Con questo non intendo dire che debbano morire giovani. Ma la storia insegna che diversi percorsi avrebbero dovuto fermarsi molto prima del loro reale termine.

Non sto parlando di quegli autori che pubblicano un libro all’anno, affamati come sono dell’industria della visibilità, tra Social o tour letterari o solo di carta sporcata. Parlo proprio di quei libri dove non riconosci più l’autore che è stato, la sua grandezza.

Esistono diversi grandi autori che non lo sono più, ma lo sono stati.

Questo provoca grande tristezza.

Alessandro Canzian

 
 

*

 
 
Supplica a mia madre
 
È difficile dire con parole di figlio
ciò a cui nel cuore ben poco assomiglio.
Tu sei la sola al mondo che sa, del mio cuore,
ciò che è stato sempre, prima d’ogni altro amore.
Per questo devo dirti ciò ch’è orrendo conoscere:
è dentro la tua grazia che nasce la mia angoscia.
Sei insostituibile. Per questo è dannata
alla solitudine la vita che mi hai data.
E non voglio esser solo.
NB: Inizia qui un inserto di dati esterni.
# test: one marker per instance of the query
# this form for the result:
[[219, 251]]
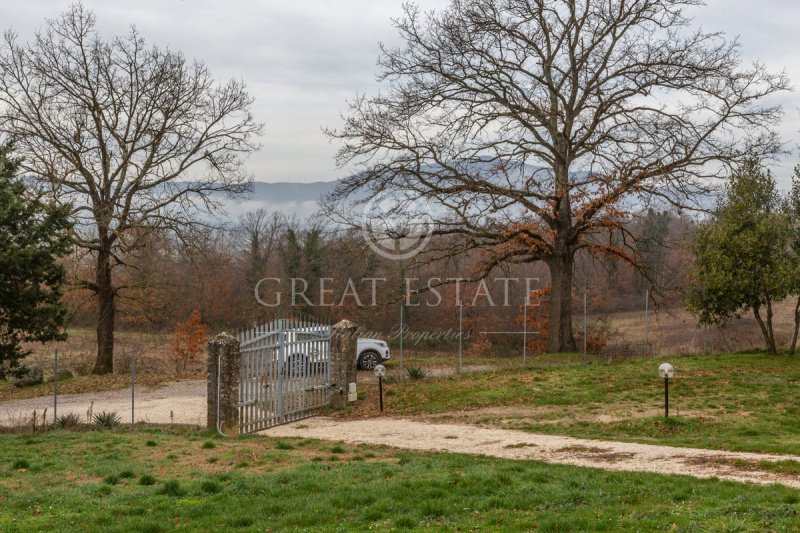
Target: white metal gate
[[285, 372]]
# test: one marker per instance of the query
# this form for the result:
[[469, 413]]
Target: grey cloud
[[302, 59]]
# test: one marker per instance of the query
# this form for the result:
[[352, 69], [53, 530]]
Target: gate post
[[223, 383], [343, 362]]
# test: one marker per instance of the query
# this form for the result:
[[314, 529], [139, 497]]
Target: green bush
[[210, 487], [67, 421], [416, 373], [107, 419], [171, 488]]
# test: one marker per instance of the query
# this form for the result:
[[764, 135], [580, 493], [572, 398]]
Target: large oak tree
[[136, 137], [527, 128]]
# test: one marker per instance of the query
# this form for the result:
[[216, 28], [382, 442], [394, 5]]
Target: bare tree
[[136, 138], [532, 125]]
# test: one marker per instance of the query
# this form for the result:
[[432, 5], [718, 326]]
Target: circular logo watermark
[[397, 229]]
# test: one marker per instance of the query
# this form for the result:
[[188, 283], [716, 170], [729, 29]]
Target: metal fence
[[285, 372], [138, 392]]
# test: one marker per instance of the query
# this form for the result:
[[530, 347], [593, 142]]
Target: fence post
[[55, 387], [646, 320], [133, 390], [402, 326], [585, 329], [224, 367], [460, 336], [343, 362]]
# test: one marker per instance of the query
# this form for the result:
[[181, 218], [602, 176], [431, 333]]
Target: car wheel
[[369, 359]]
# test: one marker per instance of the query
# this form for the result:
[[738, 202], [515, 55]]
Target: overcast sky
[[303, 58]]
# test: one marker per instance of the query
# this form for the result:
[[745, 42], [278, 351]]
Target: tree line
[[526, 131]]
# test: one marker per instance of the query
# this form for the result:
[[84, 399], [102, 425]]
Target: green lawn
[[158, 481], [746, 402]]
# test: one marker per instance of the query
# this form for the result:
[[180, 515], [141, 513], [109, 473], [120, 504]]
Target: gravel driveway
[[508, 444]]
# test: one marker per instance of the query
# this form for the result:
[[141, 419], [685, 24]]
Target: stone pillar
[[225, 349], [344, 338]]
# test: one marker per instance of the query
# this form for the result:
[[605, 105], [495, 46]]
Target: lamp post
[[380, 371], [666, 371]]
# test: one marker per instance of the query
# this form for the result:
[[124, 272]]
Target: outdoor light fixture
[[380, 371], [666, 371]]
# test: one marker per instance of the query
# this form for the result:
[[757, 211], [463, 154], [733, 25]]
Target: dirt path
[[181, 402], [609, 455]]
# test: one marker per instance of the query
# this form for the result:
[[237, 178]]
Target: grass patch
[[740, 402], [392, 490], [19, 464]]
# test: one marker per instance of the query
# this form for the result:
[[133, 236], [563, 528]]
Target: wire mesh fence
[[53, 392]]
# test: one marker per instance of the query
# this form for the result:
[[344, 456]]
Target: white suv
[[371, 353]]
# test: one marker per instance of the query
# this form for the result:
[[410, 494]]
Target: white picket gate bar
[[285, 372]]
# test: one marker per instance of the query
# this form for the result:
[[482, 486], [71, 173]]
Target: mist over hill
[[298, 199], [301, 199]]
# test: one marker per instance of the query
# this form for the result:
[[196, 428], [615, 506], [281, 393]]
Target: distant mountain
[[301, 199], [291, 198]]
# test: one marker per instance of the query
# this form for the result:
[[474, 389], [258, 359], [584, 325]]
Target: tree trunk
[[796, 326], [770, 342], [559, 327], [105, 316]]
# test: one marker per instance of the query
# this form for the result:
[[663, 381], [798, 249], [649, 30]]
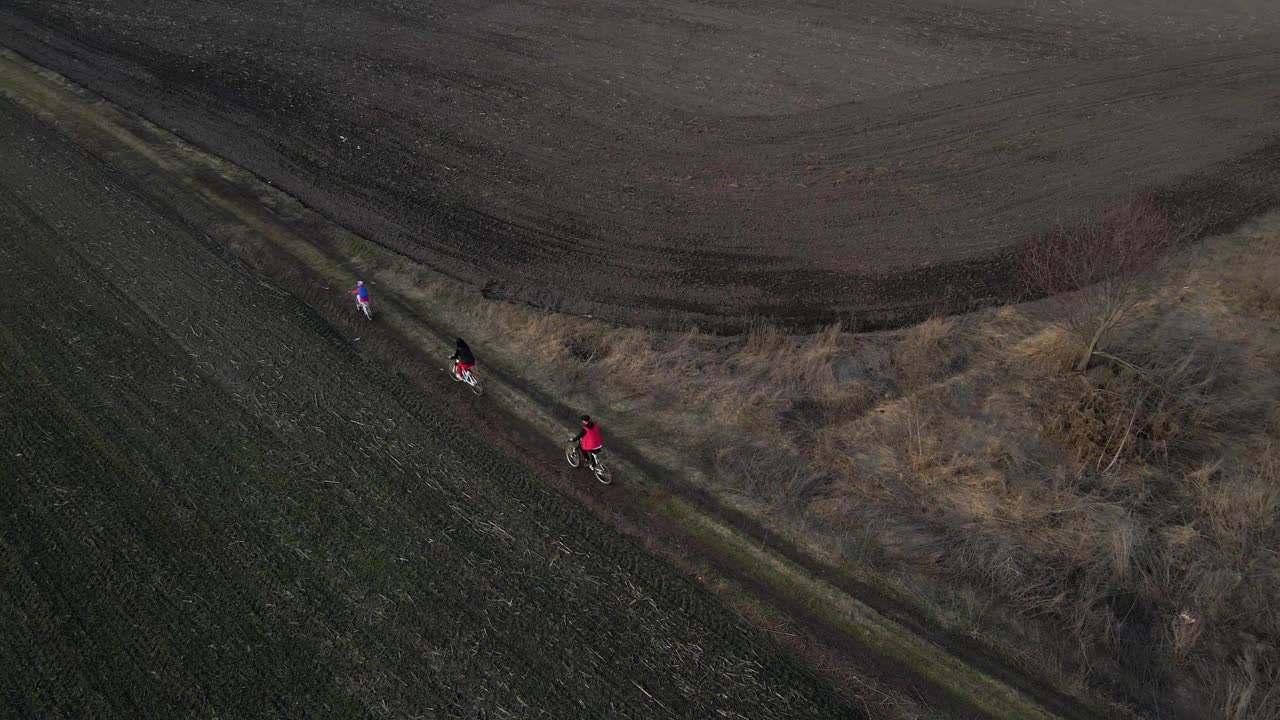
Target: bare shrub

Ho un’infinita fame
d’amore, dell’amore di corpi senza anima.
Perché l’anima è in te, sei tu, ma tu
sei mia madre e il tuo amore è la mia schiavitù:
ho passato l’infanzia schiavo di questo senso
alto, irrimediabile, di un impegno immenso.
Era l’unico modo per sentire la vita,
l’unica tinta, l’unica forma: ora è finita.
Sopravviviamo: ed è la confusione
di una vita rinata fuori dalla ragione.
Ti supplico, ah, ti supplico: non voler morire.